集団的自衛権行使容認の閣議決定(終り)|トーチカ通信|桃李舎一級建築事務所

トーチカ通信

[ 2014.07.08 ]憲法・平和

集団的自衛権行使容認の閣議決定(終り)

報告会で、殺害された伊藤和也さんの事件に質問が及んだとき、うろ覚えだが中村哲さんは、「最近の日本は人に対して不寛容になっていて、公の発言はちょっとした誤りも許されないようです。だから話したくありません」というようなことをおっしゃったと思う。

澤地さんのインタビューでも、伊藤さんのことは、「「悲しかろうな」という以外にないです」としか言われていない。しかし、ベシャワール会のHPには、中村さんの痛恨の「弔辞」が掲載されている。ぜひ、全文を読んでほしい。http://www1a.biglobe.ne.jp/peshawar/kaiho/ito/ito2-3.html

ただこう言われたことははっきり覚えている。「殉職者は6人目なんです。5人のアフガニスタン人が殉職したとき、日本側は何も言わなかった。」

澤地さんのインタビューによると、ソ連との戦闘の流れ弾で1人が亡くなり、1人は砂漠で力尽き、1人は川に転落し、2人が井戸に転落して亡くなっている。
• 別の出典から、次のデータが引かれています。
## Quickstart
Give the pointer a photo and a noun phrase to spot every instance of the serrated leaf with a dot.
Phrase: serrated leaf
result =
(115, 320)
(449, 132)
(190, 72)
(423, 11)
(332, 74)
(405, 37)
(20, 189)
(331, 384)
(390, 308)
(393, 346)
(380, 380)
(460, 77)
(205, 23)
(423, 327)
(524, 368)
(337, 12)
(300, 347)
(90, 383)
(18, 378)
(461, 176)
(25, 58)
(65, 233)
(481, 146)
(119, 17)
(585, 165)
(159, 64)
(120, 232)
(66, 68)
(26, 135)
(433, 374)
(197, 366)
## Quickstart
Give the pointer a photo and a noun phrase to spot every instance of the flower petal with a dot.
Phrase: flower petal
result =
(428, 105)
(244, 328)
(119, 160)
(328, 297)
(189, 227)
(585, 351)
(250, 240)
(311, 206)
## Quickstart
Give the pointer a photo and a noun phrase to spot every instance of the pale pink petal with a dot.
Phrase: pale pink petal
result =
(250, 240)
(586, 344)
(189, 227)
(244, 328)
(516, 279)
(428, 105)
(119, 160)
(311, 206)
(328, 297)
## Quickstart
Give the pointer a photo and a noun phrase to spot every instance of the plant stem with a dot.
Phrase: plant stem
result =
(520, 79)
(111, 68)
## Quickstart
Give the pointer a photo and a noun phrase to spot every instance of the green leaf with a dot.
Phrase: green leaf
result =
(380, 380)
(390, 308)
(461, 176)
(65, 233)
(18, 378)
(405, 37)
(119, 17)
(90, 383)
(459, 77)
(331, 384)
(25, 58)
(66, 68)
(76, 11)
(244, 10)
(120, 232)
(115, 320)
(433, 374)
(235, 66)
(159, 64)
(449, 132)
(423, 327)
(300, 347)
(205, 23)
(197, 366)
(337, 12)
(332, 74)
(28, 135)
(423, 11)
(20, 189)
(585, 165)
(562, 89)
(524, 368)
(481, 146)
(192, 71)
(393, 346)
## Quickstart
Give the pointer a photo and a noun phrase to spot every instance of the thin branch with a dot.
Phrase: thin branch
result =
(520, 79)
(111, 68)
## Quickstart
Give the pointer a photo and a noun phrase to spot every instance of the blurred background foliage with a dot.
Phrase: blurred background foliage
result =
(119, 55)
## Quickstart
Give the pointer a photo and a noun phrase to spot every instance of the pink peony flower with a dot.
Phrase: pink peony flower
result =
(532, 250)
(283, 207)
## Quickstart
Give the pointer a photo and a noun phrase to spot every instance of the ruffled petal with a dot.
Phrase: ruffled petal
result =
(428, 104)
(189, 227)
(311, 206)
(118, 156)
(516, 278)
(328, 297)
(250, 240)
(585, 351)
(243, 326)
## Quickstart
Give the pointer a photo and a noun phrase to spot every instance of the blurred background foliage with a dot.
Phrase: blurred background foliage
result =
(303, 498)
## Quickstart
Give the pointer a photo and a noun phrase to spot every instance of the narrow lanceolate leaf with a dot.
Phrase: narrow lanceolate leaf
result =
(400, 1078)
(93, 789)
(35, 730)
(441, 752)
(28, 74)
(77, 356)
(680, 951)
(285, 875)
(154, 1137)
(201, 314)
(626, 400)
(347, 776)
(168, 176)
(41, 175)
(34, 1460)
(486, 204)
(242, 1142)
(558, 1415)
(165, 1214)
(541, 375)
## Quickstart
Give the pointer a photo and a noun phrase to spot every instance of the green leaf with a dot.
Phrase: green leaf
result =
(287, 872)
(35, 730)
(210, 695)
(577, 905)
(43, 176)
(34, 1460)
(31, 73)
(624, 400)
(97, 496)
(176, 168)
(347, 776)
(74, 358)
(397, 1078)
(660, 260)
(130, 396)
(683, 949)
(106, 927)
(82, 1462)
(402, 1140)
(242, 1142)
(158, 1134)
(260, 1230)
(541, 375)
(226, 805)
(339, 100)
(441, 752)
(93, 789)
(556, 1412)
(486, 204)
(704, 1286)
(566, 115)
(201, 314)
「今まで黙っていて、なぜ今、「すぐに現地を引きあげろ」ということになるのか。私はそういった日本人中心の考え方は嫌です。」

そして「日本」はどうしたか。2008年11月5日、政府は傷心の中村さんを、再び、参議院外交防衛委員会に参考人として呼び戻す。中村さんは、アフガンの情況を繰り返し説明し、対テロ戦争を名分とする外国軍の空爆に対する意見をはっきり述べている。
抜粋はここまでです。